This implies promptly that a poem ca not 'contain in itself the reasons why it is so and not otherwise' (Coleridge) since it must be written on top of the infrastructure of a language and orthography that the poet rarely originates (and if they do, in concrete poetry, risks losing comprehension, meaning or evocation other than of the poetic tradition or autonomy for autonomy's sake – a theme to be pursued later.
Similarly with all traditional art media: they require stages, galleries and concert venues; norms of inscription (notations, repertoires of gesture and motion) and a legacy of materials (instruments and tools, pigments, foundries). No wonder that art, now proven by new media to have no autonomy, instead embraces (critically or in celebration) its status as ideological or discursive vehicle of the social and historical apparatus that produces it.
True: art may still be useless. Giving up on beauty, communication or social function only deprives it of use. It does not remove it from exchange value. Having no use-value aligns it all the more closely with the society that shapes it when its only remaining use is to be exchanged. Alternatively it does have uses – as pleasure, as meaningful, as intellectual exercise – which then destroys the uselessness argument again, and once more emphasises art's dependent status.
This is not in itself a Bad Thing. Aesthetic practices that embrace their sociality can do things that may not otherwise be possible. For example, they have a habit of outliving not only their creators but the social order that birthed them, to the point that their pleasures no longer express for an audience today the matter they conveyed at their first appearance. The Eroica for one may still express the Absolute, as Adorno believed, but today scarcely evokes the fire and fury of Bonapartism or its tragedy.
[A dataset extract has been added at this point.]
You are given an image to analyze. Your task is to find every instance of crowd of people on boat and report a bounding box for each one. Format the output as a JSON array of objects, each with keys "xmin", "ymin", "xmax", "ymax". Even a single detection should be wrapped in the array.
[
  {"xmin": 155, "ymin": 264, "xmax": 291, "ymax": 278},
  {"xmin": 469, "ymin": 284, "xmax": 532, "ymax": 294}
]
A second potential then hoves into view: that the artwork is of value to the extent that it strives for autonomy and fails. If it did not fail, it would be fully incomprehensible; if it did not strive for freedom, it would be no different than any entertainment (which explains why so much content in the culture pages of our great organs is so entertaining). But because it strives and cracks in the attempt, it can show both the lineaments of the apparatus it is trying to escape and the possibility of there existing an alternate apparatus, even if the artwork can't realise it. This hypothesis is a slight revision of Adorno's ultimately pessimistic aesthetic theory (https://plato.stanford.edu/entries/adorno/#4).
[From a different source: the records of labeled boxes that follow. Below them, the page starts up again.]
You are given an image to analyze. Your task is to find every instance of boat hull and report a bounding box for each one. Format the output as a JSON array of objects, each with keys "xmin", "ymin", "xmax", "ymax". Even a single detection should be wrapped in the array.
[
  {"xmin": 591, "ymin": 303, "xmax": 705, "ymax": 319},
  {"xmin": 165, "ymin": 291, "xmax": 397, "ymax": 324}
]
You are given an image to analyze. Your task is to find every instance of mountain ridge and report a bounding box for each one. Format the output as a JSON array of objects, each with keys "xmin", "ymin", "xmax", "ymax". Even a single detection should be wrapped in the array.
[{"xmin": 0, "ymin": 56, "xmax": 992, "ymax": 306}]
Outliving the context of their production, artworks do not become autonomous but, as migrants, they become alien and to that extent alienated – alien to themselves and alienated in themselves. Only separated from the conditions of their generation can they become trophies of an aesthetic regime that requires them to be emblems of a freedom that does not exist. Separation form the conjuncture of their birth is often traumatic, the loot of Empire, or the prison songs that become beautiful only when they are removed from the chain gang. The 'immortality' of the Bard or of Bach is only an assurance that mortality is everlasting, that the dignity, even the presence, of the past can always be looted by the present, and thatb whatever we might leave of ourselves in the world after we leave it and lock the door behind us, will be the property of a culture that praises above all individuals, and individuals above justice, but if founded on theft, now in the form of unpayable debt – the very soul, the anima that animates rapacious cyborg capital. Formal autonomy as ascribed to art is the aesthetic form of debt. We can understand this through the continuing appeal of sacred music to atheist ears: God was, as doubt is, the Lord who giveth and taketh away, whose ways are unfathomable, and who is, as Kant says of the sublime, that then which there is no greater.
After autonomy, ecocritique. Why would art be autonomous where there is no human autonomy? The un-freedom of art is a blessing because it creates the possibility of cultural practices whose allegiance is not to human freedom but the liberation of the three phyla: human, natural and technical. Their interdependence means that there can no longer be freedom for any without freedom for all – for everything. Ecocritical as it cannot help but be, media art has a purpose that autonomous art lacks: to speak truly of the three phyla. Trueness, to coin a phrase (Wahrheit rather than Truth)becomes possible for an art that declares its dependence. Allonomy. Where self and selfishness are transcended, another law is possible, beyond the self-rule that lies etymologically under the word 'autonomy'.
The life of a work that survives the conditions of its making, the archival life as Giovanna Fossati calls it, the perpetual work of remaking of the work undertaken by humans, natural processes and technical reproductions and maintenance, is the site of truths, beauties and good things. This is why it is possible to experience something different, estranged from the lockdown boundaries, reading a Hardy poem up here over St Kilda, on a website set in Times over a weird purple background, on the screen of a MacBook Pro, squinting into the autumn sun. This ultra-specific encounter cannot be exchanged because it is not reproducible. Whatever use it has is single-use only. Its value lies less in what Hardy meant or I understand than in the intersecting networks of economies, technologies and ecologies that draw him and me to this meeting and then pass on, subtly but permanently altered.